Revise DeepSeek Sparse Attention training process description for clarity

vukrosic · vukrosic · commit 632eafb643d1 · 2025-10-01T21:07:52.000+02:00
- Enhanced the explanation of the training phases for DeepSeek-V3.2-Exp, detailing the adaptation from DeepSeek-V3.1-Terminus and the multi-stage training process.
- Clarified the goals and methods of the Dense Warm-up and Sparse Training stages, emphasizing the use of KL-divergence loss and the optimization of the indexer and main model.
- Updated the post-training section to reflect the consistency with the original model's training methods, ensuring a fair comparison.
diff --git a/public/content/deepseek-sparse-attention/deepseek-sparse-attention-content.md b/public/content/deepseek-sparse-attention/deepseek-sparse-attention-content.md
@@ -105,24 +105,46 @@ The final attention output ($u_t$) is then calculated by the main attention modu
 
 ### Step 3: How The Model Was Trained
 
-They didn't train this model from scratch. They cleverly adapted an existing, powerful model (**DeepSeek-V3.1-Terminus**) that was already trained on long contexts. The training happened in several stages.
+The creation of DeepSeek-V3.2-Exp was not a matter of starting from scratch. Instead, researchers cleverly adapted an existing, powerful model, **DeepSeek-V3.1-Terminus**, which was already proficient in handling long contexts of 128K tokens. This adaptation involved a multi-stage training process designed to seamlessly integrate the new sparse attention mechanism while ensuring a fair comparison by using the same data distribution as the original model.
 
-#### Stage 1: Continued Pre-Training (Two Phases)
+#### Phase 1: Continued Pre-Training
 
-1.  **Dense Warm-up Stage:**
-    -  **Goal:** To teach the brand-new Lightning Indexer what "important" tokens look like.
-    -  **Method:** They froze the main model and kept the standard (dense = each token with every previous token) attention active. They then trained *only* the Lightning Indexer. The indexer's objective was to make its importance scores match the attention scores from the powerful, pre-trained main model. They used a KL-divergence loss, which is a way of measuring how similar two probability distributions are. In essence, they told the indexer: "Learn to predict what the main model *would have* paid attention to." This phase was very short (1,000 steps).
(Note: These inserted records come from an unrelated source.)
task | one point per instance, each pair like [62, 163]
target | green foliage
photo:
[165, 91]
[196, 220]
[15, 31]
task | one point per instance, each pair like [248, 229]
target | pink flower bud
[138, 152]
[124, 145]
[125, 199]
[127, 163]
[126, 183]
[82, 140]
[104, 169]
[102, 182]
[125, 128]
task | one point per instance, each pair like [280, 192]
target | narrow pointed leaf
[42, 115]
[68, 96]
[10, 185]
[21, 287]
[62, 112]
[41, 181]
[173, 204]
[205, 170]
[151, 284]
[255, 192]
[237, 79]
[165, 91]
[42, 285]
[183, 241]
+The first phase focused on teaching the model to use its new sparse attention architecture.
 
-2.  **Sparse Training Stage:**
-    -  **Goal:** To adapt the entire model to work with the sparse attention pattern.
-    -  **Method:** They "switched on" the $\text{top-k}$ selector, making the attention sparse. They unfroze the main model and trained everything together.
-        *   The **main model** was trained on its usual task: predicting the next word (language modeling loss). It had to learn to perform well with only the limited context provided by the selector.
-        *   The **Lightning Indexer** continued to be trained with the KL-divergence loss to align with the main model's attention, but now only on the selected $k$ tokens.
-    *   This was the main training phase (15,000 steps, using 943.7 billion tokens).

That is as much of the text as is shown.